Use TSPipeline.save|load to load or save.

from zoo.chronos.autots.forecast import TSPipeline
loaded_ppl = TSPipeline.load(file)
loaded_ppl.save(another_file)

View TSPipeline API Doc for more details.

Note: init_orca_context is not needed if you just use the trained TSPipeline for inference, evaluation or incremental fitting.


4.2 Use Standalone Forecaster Pipeline

Chronos provides a set of standalone time series forecasters without AutoML support, including deep learning models as well as traditional statistical models.

View some examples notebooks for Network Traffic Prediction

The common process of using a Forecaster looks like below.

f = Forecaster()
f.fit(...)
f.predict(...)

Refer to API docs of each Forecaster for detailed usage instructions and examples.

4.2.1 LSTMForecaster

LSTMForecaster wraps a vanilla LSTM model, and is suitable for univariate time series forecasting.

View Network Traffic Prediction notebook and LSTMForecaster API Doc for more details.

4.2.2 Seq2SeqForecaster

Seq2SeqForecaster wraps a sequence to sequence model based on LSTM, and is suitable for multivariant & multistep time series forecasting.

View Seq2SeqForecaster API Doc for more details.

4.2.3 TCNForecaster

Temporal Convolutional Networks (TCN) is a neural network that use convolutional architecture rather than recurrent networks.
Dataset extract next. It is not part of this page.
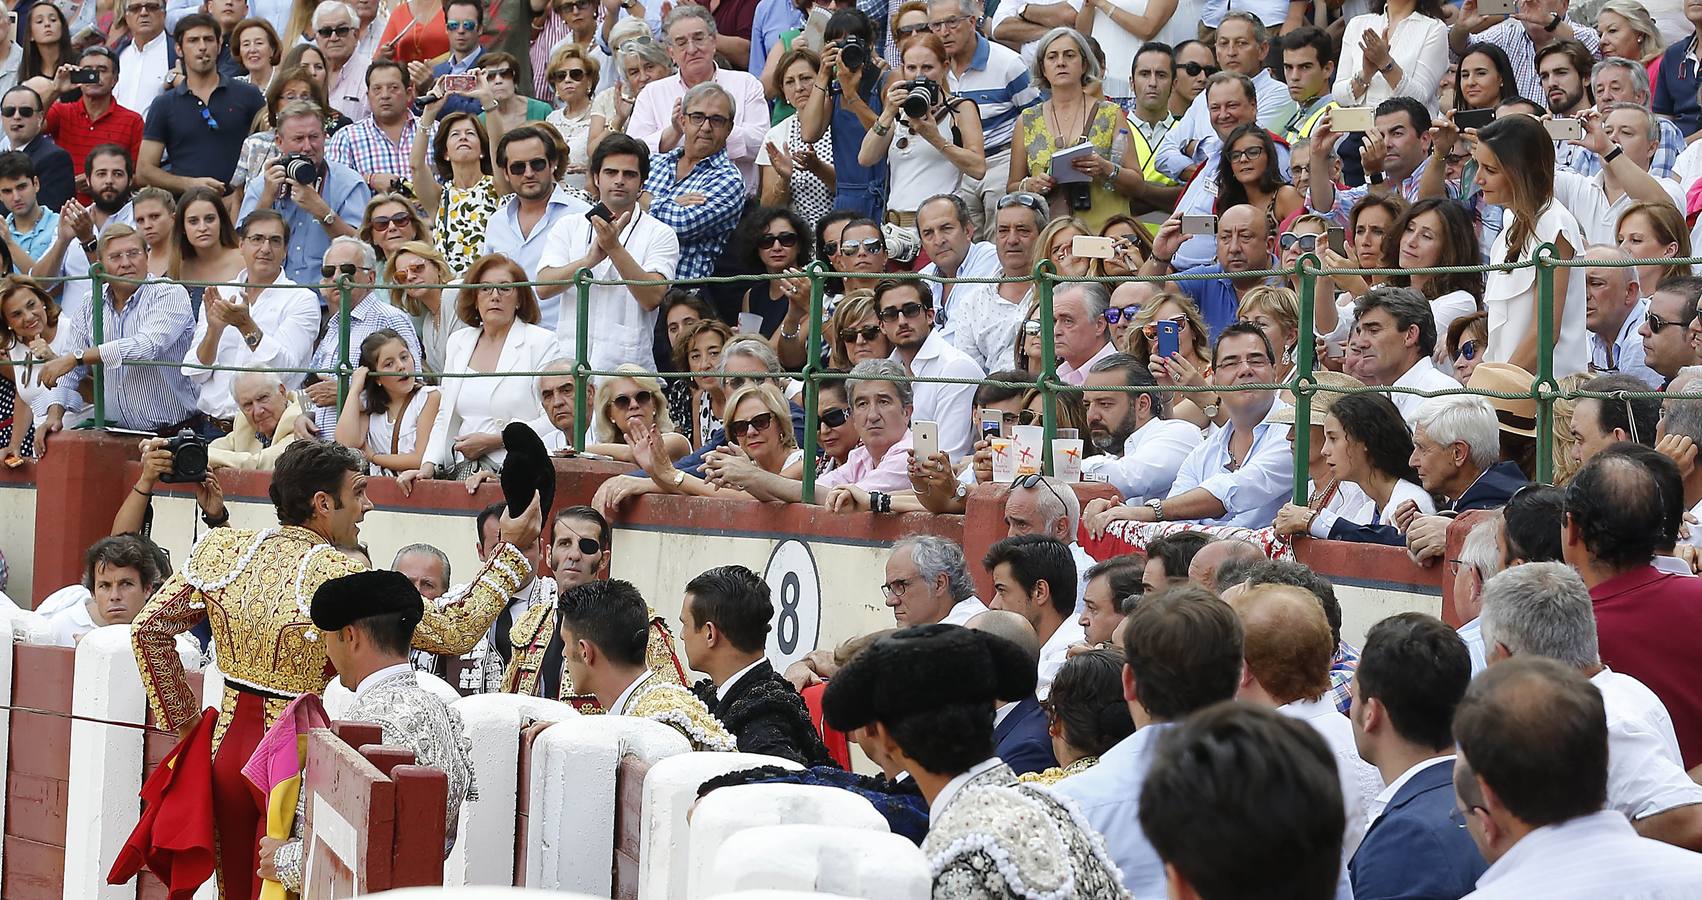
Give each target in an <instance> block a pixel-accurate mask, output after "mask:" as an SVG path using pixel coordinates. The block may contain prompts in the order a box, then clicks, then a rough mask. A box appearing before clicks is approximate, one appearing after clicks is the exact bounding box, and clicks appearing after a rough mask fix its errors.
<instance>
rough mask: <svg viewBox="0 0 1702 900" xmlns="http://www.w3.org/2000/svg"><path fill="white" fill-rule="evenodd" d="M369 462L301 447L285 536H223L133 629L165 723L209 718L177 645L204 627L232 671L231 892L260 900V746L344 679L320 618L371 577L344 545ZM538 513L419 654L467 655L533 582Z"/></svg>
mask: <svg viewBox="0 0 1702 900" xmlns="http://www.w3.org/2000/svg"><path fill="white" fill-rule="evenodd" d="M363 468H364V466H363V459H361V454H359V453H356V451H351V449H347V447H342V446H337V444H323V442H317V441H315V442H308V441H298V442H296V444H293V446H291V447H289V449H288V451H284V454H283V456H281V458H279V459H277V466H276V470H274V473H272V487H271V497H272V505H274V507H276V509H277V521H279V524H281V527H274V529H266V531H240V529H230V527H221V529H213V531H211V533H209V534H208V536H206V538H204V539H203V541H201V543H199V544H196V548H194V551H191V555H189V560H187V561H186V563H184V567H182V568H180V570H179V572H177V573H175V575H172V578H168V580H167V582H165V585H162V587H160V590H158V592H157V594H155V595H153V597H151V599H150V601H148V604H146V606H145V607H143V609H141V612H140V614H138V616H136V621H134V623H133V631H131V641H133V643H134V650H136V662H138V665H140V669H141V681H143V686H145V687H146V691H148V703H151V704H153V713H155V716H157V718H158V720H160V725H162V726H163V728H167V730H174V732H179V733H187V732H189V730H191V728H192V726H194V725H196V721H197V720H199V716H201V713H199V708H197V704H196V696H194V692H192V691H191V689H189V684H187V681H186V679H184V667H182V664H180V662H179V657H177V650H175V645H174V638H175V635H179V633H182V631H189V629H191V628H194V626H196V624H197V623H199V621H201V619H208V624H209V626H211V629H213V650H214V658H216V660H218V667H220V669H221V670H223V672H225V694H223V698H221V699H220V721H218V728H216V730H214V735H213V810H211V815H213V822H214V834H216V837H218V846H220V861H218V869H216V871H218V876H220V893H221V897H225V898H231V900H238V898H242V900H252V898H255V897H259V890H260V880H259V878H257V876H255V868H257V847H259V839H260V835H262V829H264V817H262V815H260V813H262V812H260V808H259V805H257V803H255V800H254V793H252V786H250V784H248V783H247V781H245V779H243V776H242V766H243V764H245V762H248V757H250V755H252V754H254V747H255V745H257V743H259V740H260V737H262V735H264V733H266V730H267V728H271V725H272V723H274V721H276V718H277V715H279V713H281V711H283V708H284V706H286V704H288V703H289V701H291V699H294V698H298V696H301V694H310V692H311V694H318V692H322V691H323V689H325V684H327V682H328V681H330V677H332V675H334V672H332V669H330V664H328V660H327V657H325V647H323V645H322V643H320V640H318V631H317V629H315V628H313V619H311V616H310V602H311V599H313V592H315V590H317V589H318V585H322V584H323V582H328V580H332V578H339V577H342V575H349V573H352V572H361V570H364V568H366V567H364V565H361V563H359V561H356V560H354V558H351V556H347V555H346V553H342V551H340V550H337V548H339V546H356V544H357V539H359V522H361V519H363V517H364V516H366V510H368V509H371V507H373V504H371V500H368V498H366V476H364V475H361V471H363ZM538 527H540V514H538V507H536V504H533V507H531V509H529V510H528V512H526V514H523V516H521V517H519V519H511V517H507V516H504V517H502V526H500V534H502V541H504V544H502V548H500V550H499V551H497V553H492V555H490V560H488V561H485V567H483V568H482V570H480V572H478V575H477V577H475V578H473V580H471V582H470V584H468V587H466V589H465V590H463V592H461V595H458V597H454V599H453V601H449V602H446V604H439V606H437V607H434V609H429V611H427V612H426V618H424V619H422V621H420V623H419V628H417V629H415V633H414V647H417V648H420V650H429V652H434V653H454V655H460V653H466V652H468V650H471V648H473V645H475V643H477V641H478V638H480V635H483V633H485V629H487V628H490V623H492V621H494V619H495V616H497V612H499V611H500V609H502V604H504V602H505V601H507V597H509V595H511V594H512V592H514V590H516V589H519V585H521V584H523V582H524V580H526V578H528V577H529V573H531V567H529V563H528V561H526V556H524V555H521V551H519V550H517V546H526V544H529V543H536V541H538Z"/></svg>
It supports multi-step and multi-variant cases. Causal Convolutions enables large scale parallel computing which makes TCN has less inference time than RNN based model such as LSTM.

View Network Traffic multivariate multistep Prediction notebook and TCNForecaster API Doc for more details.

4.2.4 MTNetForecaster

MTNetForecaster wraps a MTNet model. The model architecture mostly follows the MTNet paper with slight modifications, and is suitable for multivariate time series forecasting.

View Network Traffic Prediction notebook and MTNetForecaster API Doc for more details.

4.2.5 TCMFForecaster

TCMFForecaster wraps a model architecture that follows implementation of the paper DeepGLO paper with slight modifications. It is especially suitable for extremely high dimensional (up-to millions) multivariate time series forecasting.

View High-dimensional Electricity Data Forecasting example and TCMFForecaster API Doc for more details.

5 Anomaly Detection

Anomaly Detection detects abnormal samples in a given time series. Chronos provides a set of unsupervised anomaly detectors.

View some examples notebooks for Datacenter AIOps.

5.1 ThresholdDetector

ThresholdDetector detects anomaly based on threshold. It can be used to detect anomaly on a given time series (notebook), or used together with Forecasters (#forecasting) to detect anomaly on new coming samples (notebook).

View ThresholdDetector API Doc for more details.

5.2 AEDetector

AEDetector detects anomaly based on the reconstruction error of an autoencoder network.

View anomaly detection notebook and AEDetector API Doc for more details.

5.3 DBScanDetector

DBScanDetector uses DBSCAN clustering algortihm for anomaly detection.

View anomaly detection notebook and DBScanDetector API Doc for more details.

6 Data Processing and Features

Chronos provides TSDataset for time series data processing and feature engineering.

View TSDataset API Doc for more details.